Tyrosine 221 in Crk regulates adhesion-dependent membrane localization of Crk and Rac and activation of Rac signaling

Abstract

The adaptor protein CrkII plays a central role in signal transduction cascades downstream of a number of different stimuli. We and others have previously shown that CrkII mediates attachment-induced JNK activation, membrane ruffling and cell motility in a Rac-dependent manner. We report here that cell attachment leads to tyrosine phosphorylation of CrkII on Y221, and that CrkII-Y221F mutant demonstrates enhanced association with the Crk-binding partners C3G and paxillin. Despite this enhanced signaling complex formation, CrkII-Y221F fails to induce JNK and PAK activation, membrane ruffling and cell migration, suggesting that it is defective in activating Rac signaling. Wild-type CrkII has no effect on adhesion-induced GTP loading of Rac, but its expression results in enhanced membrane localization of Rac, which is known to be required for Rac signaling.
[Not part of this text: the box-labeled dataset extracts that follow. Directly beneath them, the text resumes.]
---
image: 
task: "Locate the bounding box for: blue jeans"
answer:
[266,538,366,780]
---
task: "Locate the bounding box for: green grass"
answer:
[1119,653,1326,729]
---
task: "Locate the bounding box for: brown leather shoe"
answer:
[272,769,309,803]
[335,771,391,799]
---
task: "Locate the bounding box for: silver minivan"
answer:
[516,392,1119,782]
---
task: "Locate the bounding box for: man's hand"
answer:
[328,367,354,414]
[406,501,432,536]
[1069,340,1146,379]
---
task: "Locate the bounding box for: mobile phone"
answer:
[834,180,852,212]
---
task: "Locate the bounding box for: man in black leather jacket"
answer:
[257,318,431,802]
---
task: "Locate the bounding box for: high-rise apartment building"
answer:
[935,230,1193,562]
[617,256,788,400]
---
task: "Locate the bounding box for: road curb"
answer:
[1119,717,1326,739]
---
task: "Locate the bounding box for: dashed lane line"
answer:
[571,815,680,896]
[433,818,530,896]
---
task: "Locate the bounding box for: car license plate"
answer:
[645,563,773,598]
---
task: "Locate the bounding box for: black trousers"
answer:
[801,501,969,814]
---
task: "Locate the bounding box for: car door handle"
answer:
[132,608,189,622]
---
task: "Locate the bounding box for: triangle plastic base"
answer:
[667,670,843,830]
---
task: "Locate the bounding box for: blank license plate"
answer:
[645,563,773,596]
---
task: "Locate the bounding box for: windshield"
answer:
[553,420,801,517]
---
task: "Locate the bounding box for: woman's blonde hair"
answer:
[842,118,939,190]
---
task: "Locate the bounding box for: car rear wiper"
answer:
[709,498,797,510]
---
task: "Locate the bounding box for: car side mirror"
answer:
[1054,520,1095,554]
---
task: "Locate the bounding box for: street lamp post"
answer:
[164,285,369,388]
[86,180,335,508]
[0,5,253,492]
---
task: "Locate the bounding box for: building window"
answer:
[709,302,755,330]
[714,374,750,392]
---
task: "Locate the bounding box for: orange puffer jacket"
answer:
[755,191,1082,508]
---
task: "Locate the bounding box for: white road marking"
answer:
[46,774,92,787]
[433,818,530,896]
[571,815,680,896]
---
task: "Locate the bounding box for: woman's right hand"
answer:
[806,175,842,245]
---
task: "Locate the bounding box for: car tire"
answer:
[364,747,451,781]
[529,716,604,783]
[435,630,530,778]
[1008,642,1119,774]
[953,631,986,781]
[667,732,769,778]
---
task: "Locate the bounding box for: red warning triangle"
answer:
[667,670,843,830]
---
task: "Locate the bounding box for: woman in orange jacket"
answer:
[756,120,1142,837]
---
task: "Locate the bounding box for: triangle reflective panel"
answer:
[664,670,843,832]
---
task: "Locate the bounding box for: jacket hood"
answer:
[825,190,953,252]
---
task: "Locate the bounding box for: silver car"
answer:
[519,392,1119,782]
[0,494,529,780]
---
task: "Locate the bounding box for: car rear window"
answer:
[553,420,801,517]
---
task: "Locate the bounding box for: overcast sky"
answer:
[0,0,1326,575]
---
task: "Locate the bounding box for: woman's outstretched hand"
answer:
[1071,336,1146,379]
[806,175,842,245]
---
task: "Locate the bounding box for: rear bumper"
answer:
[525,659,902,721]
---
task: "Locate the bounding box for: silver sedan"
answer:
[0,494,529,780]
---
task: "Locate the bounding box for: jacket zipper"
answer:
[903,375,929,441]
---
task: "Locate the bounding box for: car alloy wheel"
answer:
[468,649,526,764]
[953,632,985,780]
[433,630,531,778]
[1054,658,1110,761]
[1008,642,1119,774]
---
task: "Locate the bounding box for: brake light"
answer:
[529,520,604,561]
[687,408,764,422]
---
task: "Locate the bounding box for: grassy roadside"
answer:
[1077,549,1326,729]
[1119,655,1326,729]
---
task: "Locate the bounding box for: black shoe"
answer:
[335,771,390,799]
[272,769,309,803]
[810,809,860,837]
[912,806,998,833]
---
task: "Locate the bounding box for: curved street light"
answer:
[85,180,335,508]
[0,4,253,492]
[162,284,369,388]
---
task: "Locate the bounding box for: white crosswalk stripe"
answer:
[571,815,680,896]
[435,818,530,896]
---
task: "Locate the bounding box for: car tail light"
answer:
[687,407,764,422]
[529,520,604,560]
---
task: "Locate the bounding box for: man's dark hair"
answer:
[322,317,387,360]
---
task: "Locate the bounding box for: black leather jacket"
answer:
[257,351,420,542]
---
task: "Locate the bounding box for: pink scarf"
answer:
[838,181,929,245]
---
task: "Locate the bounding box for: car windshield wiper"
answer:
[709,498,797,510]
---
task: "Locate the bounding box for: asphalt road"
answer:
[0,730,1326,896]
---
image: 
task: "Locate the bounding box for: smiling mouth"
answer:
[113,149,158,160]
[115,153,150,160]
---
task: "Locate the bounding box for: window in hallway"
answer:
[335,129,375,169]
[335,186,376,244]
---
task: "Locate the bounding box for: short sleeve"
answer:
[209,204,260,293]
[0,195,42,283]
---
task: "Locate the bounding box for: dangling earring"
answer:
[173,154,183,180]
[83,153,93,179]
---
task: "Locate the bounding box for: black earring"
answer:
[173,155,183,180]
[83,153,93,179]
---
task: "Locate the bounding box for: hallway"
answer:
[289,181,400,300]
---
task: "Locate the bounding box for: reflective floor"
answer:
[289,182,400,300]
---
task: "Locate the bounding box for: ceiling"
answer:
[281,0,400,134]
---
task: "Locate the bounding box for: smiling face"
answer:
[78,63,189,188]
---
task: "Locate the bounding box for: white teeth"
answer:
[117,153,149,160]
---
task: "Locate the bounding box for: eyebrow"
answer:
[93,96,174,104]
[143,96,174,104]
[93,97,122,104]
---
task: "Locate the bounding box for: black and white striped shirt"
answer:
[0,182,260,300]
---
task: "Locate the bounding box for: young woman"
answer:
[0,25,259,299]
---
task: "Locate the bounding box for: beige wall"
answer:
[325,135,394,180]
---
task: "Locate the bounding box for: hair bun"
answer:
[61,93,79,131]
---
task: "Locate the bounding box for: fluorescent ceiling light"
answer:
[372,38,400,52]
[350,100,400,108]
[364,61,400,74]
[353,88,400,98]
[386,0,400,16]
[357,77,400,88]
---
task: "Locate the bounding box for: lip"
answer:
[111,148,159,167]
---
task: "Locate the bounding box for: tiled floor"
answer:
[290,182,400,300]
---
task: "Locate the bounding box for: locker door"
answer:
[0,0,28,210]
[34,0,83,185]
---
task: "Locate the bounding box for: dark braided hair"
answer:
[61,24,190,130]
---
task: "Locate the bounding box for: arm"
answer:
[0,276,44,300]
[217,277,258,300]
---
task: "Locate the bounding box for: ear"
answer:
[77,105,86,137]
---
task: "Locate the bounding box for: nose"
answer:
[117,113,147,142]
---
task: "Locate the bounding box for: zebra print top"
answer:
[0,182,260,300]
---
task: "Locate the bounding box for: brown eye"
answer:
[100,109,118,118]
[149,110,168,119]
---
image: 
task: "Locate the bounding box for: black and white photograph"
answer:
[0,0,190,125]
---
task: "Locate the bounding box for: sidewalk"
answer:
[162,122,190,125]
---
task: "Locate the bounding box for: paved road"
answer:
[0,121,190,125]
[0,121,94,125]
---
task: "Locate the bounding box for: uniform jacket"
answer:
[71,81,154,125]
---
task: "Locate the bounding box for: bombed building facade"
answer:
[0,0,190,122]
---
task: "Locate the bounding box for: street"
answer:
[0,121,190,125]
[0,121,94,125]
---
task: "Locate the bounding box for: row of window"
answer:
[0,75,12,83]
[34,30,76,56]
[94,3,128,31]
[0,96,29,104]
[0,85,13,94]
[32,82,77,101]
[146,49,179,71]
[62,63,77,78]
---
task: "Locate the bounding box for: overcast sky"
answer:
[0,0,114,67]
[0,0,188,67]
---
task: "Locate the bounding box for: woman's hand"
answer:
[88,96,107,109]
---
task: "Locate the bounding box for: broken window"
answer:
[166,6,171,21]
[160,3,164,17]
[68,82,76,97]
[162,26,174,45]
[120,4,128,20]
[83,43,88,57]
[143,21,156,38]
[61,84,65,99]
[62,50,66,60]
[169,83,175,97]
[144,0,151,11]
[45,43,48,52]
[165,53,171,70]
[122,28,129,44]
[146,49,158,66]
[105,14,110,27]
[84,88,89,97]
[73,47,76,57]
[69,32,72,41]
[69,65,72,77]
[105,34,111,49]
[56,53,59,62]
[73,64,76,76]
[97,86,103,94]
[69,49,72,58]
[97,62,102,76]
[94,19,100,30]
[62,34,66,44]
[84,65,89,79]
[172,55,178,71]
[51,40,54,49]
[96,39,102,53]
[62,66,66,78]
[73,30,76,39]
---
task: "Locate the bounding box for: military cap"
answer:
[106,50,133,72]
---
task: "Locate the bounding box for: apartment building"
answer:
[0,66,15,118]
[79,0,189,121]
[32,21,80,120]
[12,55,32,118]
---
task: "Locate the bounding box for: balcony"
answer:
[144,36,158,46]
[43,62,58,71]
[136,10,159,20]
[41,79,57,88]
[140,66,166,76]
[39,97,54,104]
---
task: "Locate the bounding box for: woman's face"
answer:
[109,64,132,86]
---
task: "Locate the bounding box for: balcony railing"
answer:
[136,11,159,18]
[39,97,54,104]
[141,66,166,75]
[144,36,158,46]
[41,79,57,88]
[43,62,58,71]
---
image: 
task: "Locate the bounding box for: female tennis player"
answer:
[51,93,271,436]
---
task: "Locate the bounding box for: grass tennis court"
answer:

In contrast, CrkII-Y221F is deficient in enhancing membrane localization of Rac. Mutations in Rac and CrkII-Y221F that force membrane targeting of these molecules restore Rac signaling in adherent cells. Together, these results indicate that the Y221 site in CrkII regulates Rac membrane translocation upon cell adhesion, which is necessary for activation of downstream Rac signaling pathways.

Fig. 1. Adhesion-dependent tyrosine phosphorylation of CrkII on Y221. (A) Serum-starved COS-7 cells were either held in suspension for 1 h and lysed (S) or held in suspension for 1 h and plated on FN-coated dishes for the indicated periods of time (in minutes), and cell lysates were immunoprecipitated with anti-Crk antibody, followed by immunoblotting with anti-phosphotyrosine antibody (‘anti-pY’, upper panel). The membranes were stripped and reprobed with anti-Crk antibodies (lower panel). (B) Lysates prepared from cells that had been either held in suspension as above or plated on FN for 30 min were subjected to immunoprecipitation with anti-pY221 antibody, which recognizes CrkII that is phosphorylated on Y221, followed by immunoblotting with anti-Crk antibodies (upper panel). Total cell lysate samples were immunoblotted with anti-Crk antibodies to ensure that equal amounts of CrkII protein were used for immunoprecipitation (lower panel).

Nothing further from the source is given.